A Better Hash Function

Weight each character by its position.

Javascript
function betterHash(key, tableSize) {
  let hash = 0;
  const prime = 31;
  for (let i = 0; i < key.length; i++) {
    hash = (hash * prime + key.charCodeAt(i)) % tableSize;
  }
  return hash;
}

console.log(betterHash("hello", 10)); // 2
console.log(betterHash("olleh", 10)); // 8 — different!

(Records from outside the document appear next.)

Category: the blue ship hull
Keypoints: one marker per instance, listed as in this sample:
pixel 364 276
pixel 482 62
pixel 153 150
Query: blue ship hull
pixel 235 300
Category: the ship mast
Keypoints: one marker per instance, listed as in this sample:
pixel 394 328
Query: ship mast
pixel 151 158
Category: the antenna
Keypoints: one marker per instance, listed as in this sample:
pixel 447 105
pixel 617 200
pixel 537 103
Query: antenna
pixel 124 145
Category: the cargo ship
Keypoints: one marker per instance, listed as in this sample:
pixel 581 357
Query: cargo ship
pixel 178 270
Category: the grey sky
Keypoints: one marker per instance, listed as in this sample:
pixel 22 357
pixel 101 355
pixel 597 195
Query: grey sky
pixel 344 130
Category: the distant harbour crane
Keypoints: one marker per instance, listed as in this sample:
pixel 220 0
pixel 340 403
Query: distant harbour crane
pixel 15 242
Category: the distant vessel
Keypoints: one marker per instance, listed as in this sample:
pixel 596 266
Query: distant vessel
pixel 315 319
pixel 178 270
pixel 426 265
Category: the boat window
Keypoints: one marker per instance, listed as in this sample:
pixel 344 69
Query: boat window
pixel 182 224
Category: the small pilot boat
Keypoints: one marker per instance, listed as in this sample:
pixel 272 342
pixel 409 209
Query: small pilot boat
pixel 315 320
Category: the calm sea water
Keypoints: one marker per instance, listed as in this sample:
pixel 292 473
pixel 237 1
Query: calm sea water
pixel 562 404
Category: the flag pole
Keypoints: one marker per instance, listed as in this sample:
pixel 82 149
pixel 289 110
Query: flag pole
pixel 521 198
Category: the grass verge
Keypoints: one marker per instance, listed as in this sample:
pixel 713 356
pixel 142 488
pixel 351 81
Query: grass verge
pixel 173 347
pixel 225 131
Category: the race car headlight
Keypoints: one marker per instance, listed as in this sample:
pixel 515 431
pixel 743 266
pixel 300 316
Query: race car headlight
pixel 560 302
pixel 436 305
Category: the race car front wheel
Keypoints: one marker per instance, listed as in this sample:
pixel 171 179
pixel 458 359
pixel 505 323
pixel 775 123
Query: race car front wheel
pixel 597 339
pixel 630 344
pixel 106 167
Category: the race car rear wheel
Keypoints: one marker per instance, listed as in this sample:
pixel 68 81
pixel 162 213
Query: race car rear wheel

The prime multiplier makes the hash sensitive to character order. This dramatically reduces collisions.

Handling Collisions

No hash function eliminates collisions entirely. Two strategies:

  • Chaining — each bucket holds a list. Collisions just add to the list. Simple. Works well with a good hash function.
  • Open addressing — if a slot is taken, probe the next slot (linear probing, quadratic probing, or double hashing). Better cache performance but more complex.

Complexity

  • Hash computation: O(k) where k is the key length.
  • Lookup with good hash: O(1) average.
  • Lookup with bad hash: O(n) worst case (everything in one bucket).

The Trade-off

Hashing gives you O(1) lookups — but only on average. The worst case is O(n). A good hash function and proper table sizing keep you in O(1) territory. A bad hash function turns your hash map into a linked list.

Hashing also doesn't preserve order. If you need sorted data or range queries, a tree structure is a better choice.